NCPA - National Center for Policy Analysis

United States Should Shoot Down U.N. Small Arms Treaty

December 15, 2010

The Obama administration recently appointed a negotiator to work with the United Nations on a treaty to regulate international trade in small arms.  The ostensible goal is to staunch the flow of illegal weapons to drug cartels, terrorists and guerillas, according to H. Sterling Burnett, a senior fellow with the National Center for Policy Analysis.

This is a reversal of Bush administration policy, which opposed U.S. participation in such a treaty as a matter of principle and policy.

Secretary of State Hilary Clinton cited the rising drug-fueled violence in Mexico as a motivation for the change in policy.  The administration echoed the claims of Mexico's President Felipe Calderon that more than 90 percent of the guns used in crime in Mexico come from the United States.  This is a misleading interpretation of the facts, however.  Consider:

  • From 2007 to 2008, more than 29,000 firearms (and more than 2,000 grenades) were picked up at crime scenes in Mexico.
  • Approximately 38 percent of guns seized (11,000), were submitted to the United States for tracing.
  • Of those, approximately 6,000 were successfully traced, and 5,114 (less than 18 percent) were found to come from the United States.
  • A later report from the Department of Homeland Security indicated that only 3,480 guns could be traced to the United States.

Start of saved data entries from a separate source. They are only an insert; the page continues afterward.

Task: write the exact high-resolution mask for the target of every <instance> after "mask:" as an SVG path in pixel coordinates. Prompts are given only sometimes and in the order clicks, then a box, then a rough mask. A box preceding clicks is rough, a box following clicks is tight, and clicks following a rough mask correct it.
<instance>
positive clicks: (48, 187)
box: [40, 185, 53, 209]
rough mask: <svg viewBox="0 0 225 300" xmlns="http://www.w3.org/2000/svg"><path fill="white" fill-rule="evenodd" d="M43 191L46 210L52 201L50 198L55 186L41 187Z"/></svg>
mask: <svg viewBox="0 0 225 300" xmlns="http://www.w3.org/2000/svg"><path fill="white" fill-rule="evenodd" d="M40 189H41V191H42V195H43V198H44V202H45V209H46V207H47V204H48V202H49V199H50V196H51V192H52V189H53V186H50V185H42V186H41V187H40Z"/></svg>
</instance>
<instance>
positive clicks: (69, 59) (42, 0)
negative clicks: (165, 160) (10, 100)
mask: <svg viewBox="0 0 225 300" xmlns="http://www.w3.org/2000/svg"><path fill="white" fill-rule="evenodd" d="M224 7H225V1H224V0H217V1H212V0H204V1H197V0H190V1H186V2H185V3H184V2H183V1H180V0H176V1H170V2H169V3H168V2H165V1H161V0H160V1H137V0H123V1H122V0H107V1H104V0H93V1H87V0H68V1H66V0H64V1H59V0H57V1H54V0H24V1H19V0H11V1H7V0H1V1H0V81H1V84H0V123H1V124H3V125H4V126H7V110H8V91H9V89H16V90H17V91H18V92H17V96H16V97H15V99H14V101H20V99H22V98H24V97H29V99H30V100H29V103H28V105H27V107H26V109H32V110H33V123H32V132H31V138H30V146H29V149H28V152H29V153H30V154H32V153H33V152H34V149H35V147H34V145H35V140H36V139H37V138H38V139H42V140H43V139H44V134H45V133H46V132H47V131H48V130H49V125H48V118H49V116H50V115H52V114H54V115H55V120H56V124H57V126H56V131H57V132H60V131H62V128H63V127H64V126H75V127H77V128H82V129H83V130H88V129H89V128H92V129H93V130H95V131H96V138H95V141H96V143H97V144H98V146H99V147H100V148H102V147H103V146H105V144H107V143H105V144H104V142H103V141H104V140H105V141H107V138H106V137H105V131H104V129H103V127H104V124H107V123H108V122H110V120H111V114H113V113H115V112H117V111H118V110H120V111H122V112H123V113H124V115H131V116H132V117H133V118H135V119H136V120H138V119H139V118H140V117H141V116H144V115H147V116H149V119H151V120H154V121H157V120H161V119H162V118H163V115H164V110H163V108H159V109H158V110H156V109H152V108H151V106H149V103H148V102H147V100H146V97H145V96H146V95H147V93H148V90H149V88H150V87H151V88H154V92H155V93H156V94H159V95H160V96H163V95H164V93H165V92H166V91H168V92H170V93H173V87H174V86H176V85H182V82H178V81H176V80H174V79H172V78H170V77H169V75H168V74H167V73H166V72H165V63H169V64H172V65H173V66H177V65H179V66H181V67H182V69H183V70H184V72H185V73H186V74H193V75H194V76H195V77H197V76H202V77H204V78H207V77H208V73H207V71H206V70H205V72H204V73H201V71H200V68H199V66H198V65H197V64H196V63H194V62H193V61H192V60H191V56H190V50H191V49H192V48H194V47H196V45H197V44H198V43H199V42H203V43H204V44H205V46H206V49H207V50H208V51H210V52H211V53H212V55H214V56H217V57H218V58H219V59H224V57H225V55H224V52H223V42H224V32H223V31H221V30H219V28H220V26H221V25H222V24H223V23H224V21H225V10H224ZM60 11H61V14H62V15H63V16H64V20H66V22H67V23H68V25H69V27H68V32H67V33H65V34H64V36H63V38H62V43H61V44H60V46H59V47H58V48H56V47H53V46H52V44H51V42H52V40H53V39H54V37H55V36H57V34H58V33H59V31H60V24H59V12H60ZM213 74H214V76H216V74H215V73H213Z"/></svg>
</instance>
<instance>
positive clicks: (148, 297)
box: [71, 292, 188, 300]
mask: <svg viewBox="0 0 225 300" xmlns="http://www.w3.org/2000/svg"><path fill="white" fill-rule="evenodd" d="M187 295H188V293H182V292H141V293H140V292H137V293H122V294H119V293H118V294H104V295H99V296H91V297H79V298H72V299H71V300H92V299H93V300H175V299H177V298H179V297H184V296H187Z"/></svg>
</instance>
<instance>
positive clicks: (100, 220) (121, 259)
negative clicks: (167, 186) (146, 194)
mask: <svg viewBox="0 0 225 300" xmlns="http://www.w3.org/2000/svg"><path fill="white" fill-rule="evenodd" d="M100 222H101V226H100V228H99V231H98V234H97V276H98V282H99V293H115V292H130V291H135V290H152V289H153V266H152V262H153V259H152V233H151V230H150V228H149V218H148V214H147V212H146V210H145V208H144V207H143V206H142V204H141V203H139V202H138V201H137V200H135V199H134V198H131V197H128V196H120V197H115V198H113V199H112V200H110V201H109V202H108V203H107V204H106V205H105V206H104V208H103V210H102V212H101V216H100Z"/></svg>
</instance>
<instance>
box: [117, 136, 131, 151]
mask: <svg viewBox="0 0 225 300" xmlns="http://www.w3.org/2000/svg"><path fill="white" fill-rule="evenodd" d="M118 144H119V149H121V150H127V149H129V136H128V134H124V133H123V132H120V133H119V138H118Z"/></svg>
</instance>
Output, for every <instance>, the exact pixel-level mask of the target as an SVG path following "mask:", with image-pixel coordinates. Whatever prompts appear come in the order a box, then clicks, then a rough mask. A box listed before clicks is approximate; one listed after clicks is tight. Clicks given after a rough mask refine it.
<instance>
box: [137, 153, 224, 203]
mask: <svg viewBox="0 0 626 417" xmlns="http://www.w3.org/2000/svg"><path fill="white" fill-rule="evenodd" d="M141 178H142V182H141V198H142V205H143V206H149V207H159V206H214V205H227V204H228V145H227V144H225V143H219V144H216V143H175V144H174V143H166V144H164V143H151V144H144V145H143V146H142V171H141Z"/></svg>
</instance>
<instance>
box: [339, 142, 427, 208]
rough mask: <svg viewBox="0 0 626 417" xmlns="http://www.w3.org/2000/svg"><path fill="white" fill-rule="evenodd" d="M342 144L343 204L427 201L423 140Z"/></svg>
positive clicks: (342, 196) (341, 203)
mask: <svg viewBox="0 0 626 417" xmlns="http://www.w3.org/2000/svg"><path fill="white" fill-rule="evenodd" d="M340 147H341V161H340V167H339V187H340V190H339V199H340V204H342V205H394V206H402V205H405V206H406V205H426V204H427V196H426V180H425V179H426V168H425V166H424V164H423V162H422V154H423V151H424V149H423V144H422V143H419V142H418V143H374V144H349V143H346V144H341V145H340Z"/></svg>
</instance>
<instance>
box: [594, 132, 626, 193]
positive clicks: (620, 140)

If the United Nations is put in charge of U.S. gun policy, American sovereignty will be reduced with no corresponding decrease in international violence.  The biggest killers of people have been governments and their surrogate militias, not individual citizens.  Indeed, before every attempted or successful genocide, those in power disarm the group targeted for extinction, aided by laws requiring firearm licensing and registration, says Burnett.